January 15, 2010 at 11:15 am

Re: the bang for buck calculations on Lovaza, the back-of-envelope calculations are not good. Check out this post from William Davis’s Heart Scan Blog. “Prescription” does not necessarily mean better, though many will assume that it does.
http://heartscanblog.blogspot.com/2008/12/lovaza-rip-off.html

Bill Gleason

January 15, 2010 at 8:48 pm

Exaggerations seem to be de rigueur for medical school deans, also.

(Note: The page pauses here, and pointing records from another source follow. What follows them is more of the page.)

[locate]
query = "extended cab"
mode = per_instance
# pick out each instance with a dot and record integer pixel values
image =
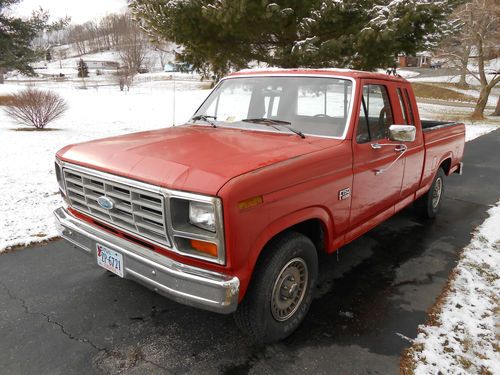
(229, 212)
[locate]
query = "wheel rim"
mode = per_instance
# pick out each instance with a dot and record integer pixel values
(436, 193)
(289, 289)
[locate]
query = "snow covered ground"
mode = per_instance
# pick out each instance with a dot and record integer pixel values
(28, 189)
(464, 339)
(29, 193)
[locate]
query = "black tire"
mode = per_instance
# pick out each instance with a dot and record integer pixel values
(259, 315)
(427, 206)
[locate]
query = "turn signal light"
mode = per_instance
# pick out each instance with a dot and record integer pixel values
(204, 247)
(250, 202)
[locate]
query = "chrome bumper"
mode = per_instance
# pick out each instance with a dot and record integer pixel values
(183, 283)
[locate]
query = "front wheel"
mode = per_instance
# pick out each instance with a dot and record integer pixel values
(281, 290)
(428, 204)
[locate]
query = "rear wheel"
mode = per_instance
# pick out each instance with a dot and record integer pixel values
(281, 290)
(428, 204)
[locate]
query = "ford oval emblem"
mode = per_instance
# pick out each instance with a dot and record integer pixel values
(105, 203)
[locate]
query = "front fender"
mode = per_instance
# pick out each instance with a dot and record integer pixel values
(283, 223)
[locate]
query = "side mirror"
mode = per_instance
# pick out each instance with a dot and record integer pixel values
(402, 133)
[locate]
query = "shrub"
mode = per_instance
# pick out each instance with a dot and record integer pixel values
(35, 107)
(5, 99)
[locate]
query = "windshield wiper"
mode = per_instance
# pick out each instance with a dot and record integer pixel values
(272, 123)
(205, 118)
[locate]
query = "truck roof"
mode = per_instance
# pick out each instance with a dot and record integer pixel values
(319, 72)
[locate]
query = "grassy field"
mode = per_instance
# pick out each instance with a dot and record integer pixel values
(434, 91)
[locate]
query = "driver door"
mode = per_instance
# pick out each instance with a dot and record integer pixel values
(376, 183)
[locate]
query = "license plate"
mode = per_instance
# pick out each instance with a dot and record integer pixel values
(110, 259)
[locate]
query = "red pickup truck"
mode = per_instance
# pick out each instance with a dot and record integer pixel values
(229, 212)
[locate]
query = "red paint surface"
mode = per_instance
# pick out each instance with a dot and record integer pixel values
(299, 179)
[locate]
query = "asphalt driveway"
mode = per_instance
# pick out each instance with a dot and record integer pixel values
(61, 314)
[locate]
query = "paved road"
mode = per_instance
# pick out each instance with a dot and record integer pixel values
(60, 314)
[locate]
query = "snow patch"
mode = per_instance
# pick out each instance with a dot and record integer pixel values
(465, 341)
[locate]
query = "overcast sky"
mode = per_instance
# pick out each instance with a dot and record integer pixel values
(79, 10)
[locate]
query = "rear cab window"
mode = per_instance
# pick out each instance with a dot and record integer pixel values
(375, 114)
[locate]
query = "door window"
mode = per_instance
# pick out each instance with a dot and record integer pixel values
(375, 114)
(403, 107)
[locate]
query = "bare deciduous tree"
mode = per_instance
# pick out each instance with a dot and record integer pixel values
(134, 46)
(475, 40)
(36, 107)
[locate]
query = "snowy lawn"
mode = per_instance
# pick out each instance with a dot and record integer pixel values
(28, 189)
(462, 337)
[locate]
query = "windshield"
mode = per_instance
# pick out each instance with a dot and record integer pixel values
(312, 105)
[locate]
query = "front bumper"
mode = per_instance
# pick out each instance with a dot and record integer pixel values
(183, 283)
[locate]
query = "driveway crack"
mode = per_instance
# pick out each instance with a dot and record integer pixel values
(49, 319)
(22, 302)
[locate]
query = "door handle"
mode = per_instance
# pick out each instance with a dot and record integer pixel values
(399, 148)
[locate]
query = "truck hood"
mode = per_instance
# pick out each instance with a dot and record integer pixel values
(191, 158)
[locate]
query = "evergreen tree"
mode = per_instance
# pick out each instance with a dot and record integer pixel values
(83, 70)
(221, 35)
(16, 36)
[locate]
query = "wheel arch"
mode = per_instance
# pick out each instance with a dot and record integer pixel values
(313, 222)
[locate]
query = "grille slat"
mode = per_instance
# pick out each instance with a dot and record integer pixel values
(135, 210)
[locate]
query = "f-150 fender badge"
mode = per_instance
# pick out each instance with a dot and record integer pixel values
(344, 193)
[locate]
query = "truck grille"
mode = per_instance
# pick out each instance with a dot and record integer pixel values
(136, 210)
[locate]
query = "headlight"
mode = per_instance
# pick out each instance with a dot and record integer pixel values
(197, 226)
(202, 215)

Here at the University of Minnesota our medical school dean bragged today in the Strib:
“‘Curing Alzheimer’s, curing diabetes, making new hearts to replace diseased ones — that’s what this investment* will make possible,’ he [Cerra] said. A state that’s eager to control medical costs and improve people’s lives does well to make that investment, even — or especially — during lean times.”
Let me know when all of these things happen, please, Dr. Cerra. No doubt there will be a large number of Nobel prizes at Minnesota by then?
*The “investment” is going for multiple new biomedical research buildings whose need is debatable, to put it politely. The U is also engaged in a childrens hospital arms race that is not going to help in keeping health care costs down. And of course we are too busy with all of this to attend to the open wound that is a new conflict of interest policy.